A central bank is an independent national authority that conducts monetary policy, regulates banks, and provides financial services including economic research. Its goals are to stabilize the nation's currency, keep unemployment low, and prevent inflation.
Most central banks are governed by a board consisting of its member banks. The country's chief elected official appoints the director. The national legislative body approves him or her. That keeps the central bank aligned with the nation's long-term policy goals. At the same time, it's free of political influence in its day-to-day operations. The Bank of England first established that model. Conspiracy theories to the contrary, that's also who owns the U.S. Federal Reserve.
Central banks affect economic growth by controlling the liquidity in the financial system. They have three monetary policy tools to achieve this goal.
First, they set a reserve requirement. It's the amount of cash that member banks must have on hand each night. The central bank uses it to control how much banks can lend.
Second, they use open market operations to buy and sell securities from member banks. It changes the amount of cash on hand without changing the reserve requirement. They used this tool during the 2008 financial crisis. Banks bought government bonds and mortgage-backed securities to stabilize the banking system. The Federal Reserve added $4 trillion to its balance sheet with quantitative easing. It began reducing this stockpile in October 2017.
Third, they set targets on interest rates they charge their member banks. That guides rates for loans, mortgages, and bonds.

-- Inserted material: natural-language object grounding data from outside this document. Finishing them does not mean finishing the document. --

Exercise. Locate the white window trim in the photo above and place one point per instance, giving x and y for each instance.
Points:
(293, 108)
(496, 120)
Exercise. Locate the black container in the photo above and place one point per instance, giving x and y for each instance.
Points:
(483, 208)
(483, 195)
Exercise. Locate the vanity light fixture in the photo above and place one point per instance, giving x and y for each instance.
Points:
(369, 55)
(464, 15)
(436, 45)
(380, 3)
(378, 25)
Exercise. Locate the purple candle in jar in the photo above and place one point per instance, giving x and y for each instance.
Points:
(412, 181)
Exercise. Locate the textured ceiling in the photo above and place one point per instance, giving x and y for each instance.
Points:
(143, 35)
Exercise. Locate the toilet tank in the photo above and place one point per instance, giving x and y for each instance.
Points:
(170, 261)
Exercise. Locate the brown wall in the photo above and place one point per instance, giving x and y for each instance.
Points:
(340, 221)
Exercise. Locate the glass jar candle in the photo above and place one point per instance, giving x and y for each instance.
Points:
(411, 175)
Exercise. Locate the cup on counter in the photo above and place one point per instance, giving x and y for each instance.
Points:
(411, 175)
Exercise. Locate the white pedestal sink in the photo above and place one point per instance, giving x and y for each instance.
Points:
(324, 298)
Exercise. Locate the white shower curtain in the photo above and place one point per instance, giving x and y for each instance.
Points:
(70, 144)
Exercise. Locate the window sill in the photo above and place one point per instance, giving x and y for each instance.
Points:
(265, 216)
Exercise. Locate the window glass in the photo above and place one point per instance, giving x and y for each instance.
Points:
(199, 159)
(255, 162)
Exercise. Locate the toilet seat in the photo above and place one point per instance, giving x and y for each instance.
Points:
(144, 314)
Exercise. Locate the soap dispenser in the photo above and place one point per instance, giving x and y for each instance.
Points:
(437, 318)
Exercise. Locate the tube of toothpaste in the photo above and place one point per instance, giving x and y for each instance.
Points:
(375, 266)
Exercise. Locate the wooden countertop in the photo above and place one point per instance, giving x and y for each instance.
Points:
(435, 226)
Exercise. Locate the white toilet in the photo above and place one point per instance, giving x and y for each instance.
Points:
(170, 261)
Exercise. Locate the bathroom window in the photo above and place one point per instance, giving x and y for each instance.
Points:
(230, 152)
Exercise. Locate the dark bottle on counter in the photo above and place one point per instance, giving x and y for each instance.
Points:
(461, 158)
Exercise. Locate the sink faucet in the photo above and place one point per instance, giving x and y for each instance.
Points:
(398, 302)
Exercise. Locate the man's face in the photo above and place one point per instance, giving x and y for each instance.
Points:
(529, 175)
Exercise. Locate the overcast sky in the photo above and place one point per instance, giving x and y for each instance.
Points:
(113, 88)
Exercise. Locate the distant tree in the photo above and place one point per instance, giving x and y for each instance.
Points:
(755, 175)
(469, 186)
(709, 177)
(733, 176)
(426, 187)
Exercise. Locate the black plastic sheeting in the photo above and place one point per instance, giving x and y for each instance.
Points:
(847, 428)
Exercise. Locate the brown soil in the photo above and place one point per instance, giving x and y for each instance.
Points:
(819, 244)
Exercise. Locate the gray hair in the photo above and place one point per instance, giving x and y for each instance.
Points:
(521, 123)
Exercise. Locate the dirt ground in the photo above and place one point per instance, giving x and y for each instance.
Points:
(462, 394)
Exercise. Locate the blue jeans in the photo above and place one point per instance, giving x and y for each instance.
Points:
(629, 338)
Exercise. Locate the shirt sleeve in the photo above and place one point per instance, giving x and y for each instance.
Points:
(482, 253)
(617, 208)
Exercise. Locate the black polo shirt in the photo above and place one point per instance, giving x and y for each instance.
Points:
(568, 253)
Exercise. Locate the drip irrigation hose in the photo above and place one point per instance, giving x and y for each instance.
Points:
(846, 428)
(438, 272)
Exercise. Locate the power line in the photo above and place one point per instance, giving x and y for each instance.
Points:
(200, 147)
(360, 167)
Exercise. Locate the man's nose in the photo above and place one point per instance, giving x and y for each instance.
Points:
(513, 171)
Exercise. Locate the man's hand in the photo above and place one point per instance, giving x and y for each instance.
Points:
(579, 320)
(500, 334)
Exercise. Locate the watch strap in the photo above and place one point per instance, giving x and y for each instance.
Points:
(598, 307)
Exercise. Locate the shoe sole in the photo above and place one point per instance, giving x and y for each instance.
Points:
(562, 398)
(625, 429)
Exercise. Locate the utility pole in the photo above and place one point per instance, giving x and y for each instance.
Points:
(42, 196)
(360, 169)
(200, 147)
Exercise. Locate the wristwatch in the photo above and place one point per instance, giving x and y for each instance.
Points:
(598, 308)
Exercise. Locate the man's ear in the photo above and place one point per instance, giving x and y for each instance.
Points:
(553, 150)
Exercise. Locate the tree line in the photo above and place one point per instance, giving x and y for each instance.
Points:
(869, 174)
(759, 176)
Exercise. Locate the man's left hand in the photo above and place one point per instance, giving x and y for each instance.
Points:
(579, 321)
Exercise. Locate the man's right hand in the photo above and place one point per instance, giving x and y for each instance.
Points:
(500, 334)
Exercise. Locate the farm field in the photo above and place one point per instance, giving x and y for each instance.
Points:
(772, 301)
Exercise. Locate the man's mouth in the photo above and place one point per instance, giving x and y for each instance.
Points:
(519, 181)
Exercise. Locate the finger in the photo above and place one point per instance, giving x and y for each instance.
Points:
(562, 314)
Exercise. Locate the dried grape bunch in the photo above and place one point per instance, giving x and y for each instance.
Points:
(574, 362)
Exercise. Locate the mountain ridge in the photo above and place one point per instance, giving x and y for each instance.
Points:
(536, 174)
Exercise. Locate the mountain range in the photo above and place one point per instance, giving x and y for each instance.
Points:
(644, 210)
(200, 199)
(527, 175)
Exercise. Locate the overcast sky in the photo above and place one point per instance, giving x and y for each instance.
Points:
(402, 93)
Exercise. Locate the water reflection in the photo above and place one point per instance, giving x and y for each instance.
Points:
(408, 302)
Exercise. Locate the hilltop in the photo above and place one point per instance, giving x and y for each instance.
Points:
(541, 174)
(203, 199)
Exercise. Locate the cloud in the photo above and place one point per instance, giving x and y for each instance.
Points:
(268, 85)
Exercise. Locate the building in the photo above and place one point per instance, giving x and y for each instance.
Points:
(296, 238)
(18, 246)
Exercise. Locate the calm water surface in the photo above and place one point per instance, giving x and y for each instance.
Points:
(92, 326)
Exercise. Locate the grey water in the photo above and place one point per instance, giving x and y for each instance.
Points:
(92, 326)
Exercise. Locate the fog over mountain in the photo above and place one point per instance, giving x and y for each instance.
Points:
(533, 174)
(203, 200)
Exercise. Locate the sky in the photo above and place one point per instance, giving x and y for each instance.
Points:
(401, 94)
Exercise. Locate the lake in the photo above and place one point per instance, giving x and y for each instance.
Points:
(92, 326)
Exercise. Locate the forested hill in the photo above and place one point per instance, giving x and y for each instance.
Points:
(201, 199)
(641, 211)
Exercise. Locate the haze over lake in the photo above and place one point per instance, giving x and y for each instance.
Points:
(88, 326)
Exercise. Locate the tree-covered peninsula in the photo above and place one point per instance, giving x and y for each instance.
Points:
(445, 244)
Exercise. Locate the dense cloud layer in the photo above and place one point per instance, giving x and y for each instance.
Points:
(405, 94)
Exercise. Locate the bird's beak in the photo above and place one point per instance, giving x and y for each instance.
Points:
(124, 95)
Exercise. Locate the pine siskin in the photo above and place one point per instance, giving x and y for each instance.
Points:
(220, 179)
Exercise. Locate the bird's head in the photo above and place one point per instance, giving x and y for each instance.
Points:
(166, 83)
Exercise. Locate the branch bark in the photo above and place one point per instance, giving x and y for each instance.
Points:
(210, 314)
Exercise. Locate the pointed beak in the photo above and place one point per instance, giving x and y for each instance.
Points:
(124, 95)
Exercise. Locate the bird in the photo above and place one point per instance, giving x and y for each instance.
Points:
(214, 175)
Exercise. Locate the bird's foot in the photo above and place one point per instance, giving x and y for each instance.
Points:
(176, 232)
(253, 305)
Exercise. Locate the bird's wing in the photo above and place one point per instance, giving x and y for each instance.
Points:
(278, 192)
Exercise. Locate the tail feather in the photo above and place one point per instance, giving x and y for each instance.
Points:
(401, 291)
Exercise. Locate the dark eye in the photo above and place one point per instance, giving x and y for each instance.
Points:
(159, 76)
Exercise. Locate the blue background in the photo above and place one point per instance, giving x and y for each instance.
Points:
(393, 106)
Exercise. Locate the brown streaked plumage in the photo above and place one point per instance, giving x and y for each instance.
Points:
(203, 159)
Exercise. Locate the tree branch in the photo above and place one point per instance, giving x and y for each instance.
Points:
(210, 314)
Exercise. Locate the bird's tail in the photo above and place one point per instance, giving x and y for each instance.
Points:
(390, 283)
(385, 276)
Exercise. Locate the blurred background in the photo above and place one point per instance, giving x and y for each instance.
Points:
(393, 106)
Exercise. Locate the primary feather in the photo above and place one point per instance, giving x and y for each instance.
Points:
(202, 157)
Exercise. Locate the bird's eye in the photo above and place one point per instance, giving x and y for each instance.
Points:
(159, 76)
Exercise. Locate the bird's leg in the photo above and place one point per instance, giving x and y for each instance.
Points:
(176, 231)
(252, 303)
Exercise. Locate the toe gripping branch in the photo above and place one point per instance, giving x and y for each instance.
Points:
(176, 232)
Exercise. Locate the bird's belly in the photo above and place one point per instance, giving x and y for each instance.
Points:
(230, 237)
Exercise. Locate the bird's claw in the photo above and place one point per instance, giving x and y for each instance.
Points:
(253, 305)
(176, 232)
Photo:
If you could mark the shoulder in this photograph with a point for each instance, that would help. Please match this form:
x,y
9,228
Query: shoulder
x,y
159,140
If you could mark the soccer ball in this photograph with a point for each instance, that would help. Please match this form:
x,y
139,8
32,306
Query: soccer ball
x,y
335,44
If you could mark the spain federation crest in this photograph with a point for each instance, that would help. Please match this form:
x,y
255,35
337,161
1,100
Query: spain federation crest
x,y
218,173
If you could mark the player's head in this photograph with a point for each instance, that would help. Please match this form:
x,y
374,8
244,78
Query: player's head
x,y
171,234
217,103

Raising interest rates slows growth, preventing inflation. That's known as contractionary monetary policy. Lowering rates stimulates growth, preventing or shortening a recession. That's called expansionary monetary policy. The European Central Bank lowered rates so far that they became negative.
Monetary policy is tricky. It takes about six months for the effects to trickle through the economy. Banks can misread economic data as the Fed did in 2006. It thought the subprime mortgage meltdown would only affect housing. It waited to lower the fed funds rate. By the time the Fed lowered rates, it was already too late.
But if central banks stimulate the economy too much, they can trigger inflation. Central banks avoid inflation like the plague. Ongoing inflation destroys any benefits of growth. It raises prices for consumers, increases costs for businesses, and eats up any profits. Central banks must work hard to keep interest rates high enough to prevent it.
Politicians and sometimes the general public are suspicious of central banks. That's because they usually operate independently of elected officials. They often are unpopular in their attempt to heal the economy. For example, Federal Reserve Chairman Paul Volcker (served from 1979-1987) sent interest rates skyrocketing. It was the only cure to runaway inflation. Critics lambasted him. Central bank actions are often poorly understood, raising the level of suspicion.
Central banks regulate their members. They require enough reserves to cover potential loan losses. They are responsible for ensuring financial stability and protecting depositors' funds.
In 2010, the Dodd-Frank Wall Street Reform Act gave more regulatory authority to the Fed. It created the Consumer Financial Protection Agency. That gave regulators the power to split up large banks, so they don't become "too big to fail." It eliminates loopholes for hedge funds and mortgage brokers. The Volcker Rule prohibits banks from owning hedge funds. It bans them from using investors' money to buy risky derivatives for their own profit.
Dodd-Frank also established the Financial Stability Oversight Council. It warns of risks that affect the entire financial industry. It can also recommend that the Federal Reserve regulate any non-bank financial firms.
Dodd Franks keeps banks, insurance companies, and hedge funds from becoming too big to fail.
Provide Financial Services
Central banks serve as the bank for private banks and the nation's government. They process checks and lend money to their members.
Central banks store currency in their foreign exchange reserves. They use these reserves to change exchange rates. They add foreign currency, usually the dollar or euro, to keep their own currency in alignment.
That's called a peg, and it helps exporters keep their prices competitive.
Central banks also regulate exchange rates as a way to control inflation. They buy and sell large quantities of foreign currency to affect supply and demand.
Most central banks produce regular economic statistics to guide fiscal policy decisions. Here are examples of reports provided by the Federal Reserve:
- Beige Book: A monthly economic status report from regional Federal Reserve banks.
- Monetary Policy Report: A semiannual report to Congress on the national economy
- Credit Card Debt: A monthly report on consumer credit.
Sweden created the world's first central bank, the Riksbank, in 1668. The Bank of England came next in 1694. Napoleon created the Banquet de France in 1800. Congress established the Federal Reserve in 1913. The Bank of Canada began in 1935, and the German Bundesbank was reestablished after World War II. In 1998, the European Central Bank replaced all the eurozone's central banks.